The first thing I’ll clear up is that ‘vegetable’ is pretty much meaningless: it’s not the opposite of fruit (as the aubergine thing clearly demonstrates), and it’s not the opposite of plants you eat for pudding (carrot cake, courgette cake, rocket and raspberry salad, etc.), and it’s not savoury plant products either (sweetcorn, anybody?). Vegetable doesn’t really seem to mean anything, so unfortunately, we will have to leave the cosy world of fruit and vegetables, and get our heads round some nasty botanical concepts, like the difference between a leaf and a flower, and some even nastier words. Nevermind, on we plough regardless…
A Closer Look at John Currin
Slate looks at the work of painter John Currin. The writer finds him ironic. I find him incredibly creepy, like that infamous cover of the Amok book catalog. (wish I could find an image to link to…)
I Did It for Science: Sex Doll
“Real Dolls” are the next generation of sex dolls–very lifelife pieces of plastic that for thousands of bucks you can customize and shag in the privacy of your own basement. Nerve’s Grant Stoddard does the right, investigative-reporter thing and tells us what it’s really like to stick your pee-pee in one. Hilarity.
It’s a computer! It’s a PDA! It’s an unwatchable ad!
Admittedly the new OQO computer is one of the smallest 20GB PCs I’ve ever seen, and the keyboard should bring back memories of the ZX Spectrum. But OQO’s Promotional Quicktime has to contain the most annoying use of motion graphics I’ve seen in some time. My eyes hurt after watching it, and not because the screen is small.
Enki Bilal’s IMMORTEL
Enki Bilal should be familiar to all fans of early Heavy Metal comics, sci-fi tales full of sex, machinery, and ancient gods. You can now watch a HUGE (32 meg) trailer for the film version of Immortel, which opened today in France. Directed by Bilal himself, it looks pretty faithful to his look.
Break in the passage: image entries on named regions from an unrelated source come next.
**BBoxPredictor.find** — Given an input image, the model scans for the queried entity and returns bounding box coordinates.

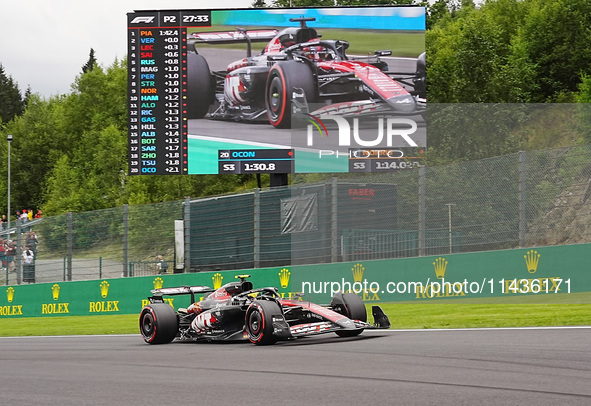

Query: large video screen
[127,6,427,175]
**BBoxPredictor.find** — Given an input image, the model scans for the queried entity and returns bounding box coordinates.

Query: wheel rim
[268,76,283,120]
[248,310,263,339]
[142,313,154,337]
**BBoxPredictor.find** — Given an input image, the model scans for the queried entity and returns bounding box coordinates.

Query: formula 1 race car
[139,275,390,345]
[187,17,426,128]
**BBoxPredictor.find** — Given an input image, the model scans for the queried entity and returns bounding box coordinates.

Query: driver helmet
[302,45,327,61]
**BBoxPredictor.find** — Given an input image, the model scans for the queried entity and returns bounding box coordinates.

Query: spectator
[156,255,168,275]
[6,240,16,272]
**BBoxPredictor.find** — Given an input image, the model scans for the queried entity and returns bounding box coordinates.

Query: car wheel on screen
[140,303,179,344]
[187,52,215,118]
[265,61,317,128]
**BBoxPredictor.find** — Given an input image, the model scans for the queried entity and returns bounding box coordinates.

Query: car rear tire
[265,61,317,128]
[187,52,215,118]
[140,303,179,344]
[330,293,367,337]
[244,300,282,345]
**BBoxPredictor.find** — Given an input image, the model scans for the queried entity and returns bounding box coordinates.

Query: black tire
[330,293,367,337]
[140,303,179,344]
[244,300,281,345]
[265,61,317,128]
[187,52,215,118]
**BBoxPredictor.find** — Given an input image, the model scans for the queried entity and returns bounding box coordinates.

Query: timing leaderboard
[127,10,211,175]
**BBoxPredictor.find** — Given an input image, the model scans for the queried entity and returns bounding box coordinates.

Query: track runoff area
[0,327,591,406]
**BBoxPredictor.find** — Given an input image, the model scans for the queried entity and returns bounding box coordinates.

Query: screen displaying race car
[139,275,390,345]
[128,6,426,174]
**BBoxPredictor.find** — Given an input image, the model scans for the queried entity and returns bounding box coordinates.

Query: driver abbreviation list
[128,11,209,175]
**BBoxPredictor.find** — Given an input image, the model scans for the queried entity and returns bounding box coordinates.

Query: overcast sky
[0,0,252,97]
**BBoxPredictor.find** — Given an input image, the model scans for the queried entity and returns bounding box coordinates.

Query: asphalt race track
[0,328,591,406]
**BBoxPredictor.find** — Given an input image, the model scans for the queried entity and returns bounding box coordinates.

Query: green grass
[0,301,591,337]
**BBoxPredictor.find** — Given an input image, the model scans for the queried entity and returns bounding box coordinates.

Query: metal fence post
[123,204,129,278]
[183,197,191,272]
[519,151,527,248]
[66,211,74,281]
[330,177,339,263]
[14,218,23,285]
[253,189,261,268]
[418,166,426,257]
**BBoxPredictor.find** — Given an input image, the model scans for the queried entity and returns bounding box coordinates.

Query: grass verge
[0,303,591,337]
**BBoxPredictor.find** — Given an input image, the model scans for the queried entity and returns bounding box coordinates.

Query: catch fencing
[0,145,591,285]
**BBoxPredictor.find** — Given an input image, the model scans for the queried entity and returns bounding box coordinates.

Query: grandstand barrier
[0,244,591,319]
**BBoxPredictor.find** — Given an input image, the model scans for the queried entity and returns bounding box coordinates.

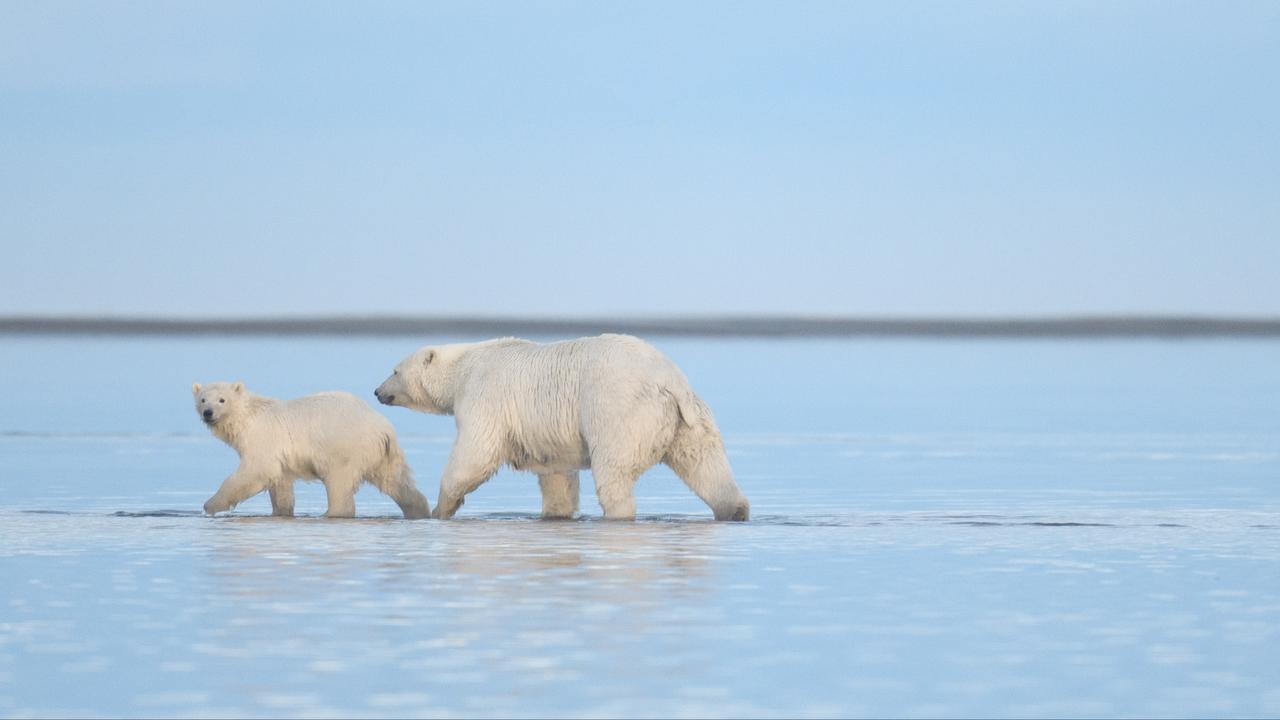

Charles Baudelaire’s Fleurs du Mal
A nicely organized online version of Baudelaire’s Fleurs du Mal. All four editions are here, along with censored poems, in French and in an assortment of English translations. Goodness gracious me.
Book Club Confidential: Free books! The only cost is word of mouth
Things are heating up over here in Book Club Confidential land, in their own particular way. Why, I’ve got people with books in their hands beating down my door!
Author Robert P. Johnson has written me a nice long letter telling me that he owes his success in writing to our local book clubs. Last year, he says, 14 clubs took his recent book “Thirteen Moons: A Year in the Wilderness” as assigned reading, and those are the clubs he knows about. If not for the clubs, his book would have disappeared when his publisher Capra Press went out of business.
In fact, Mr. Johnson’s book was the last off the press of the 52-year-old company before it closed its doors. And that meant no promotion, not even enough money to send galley proofs to reviewers, he says.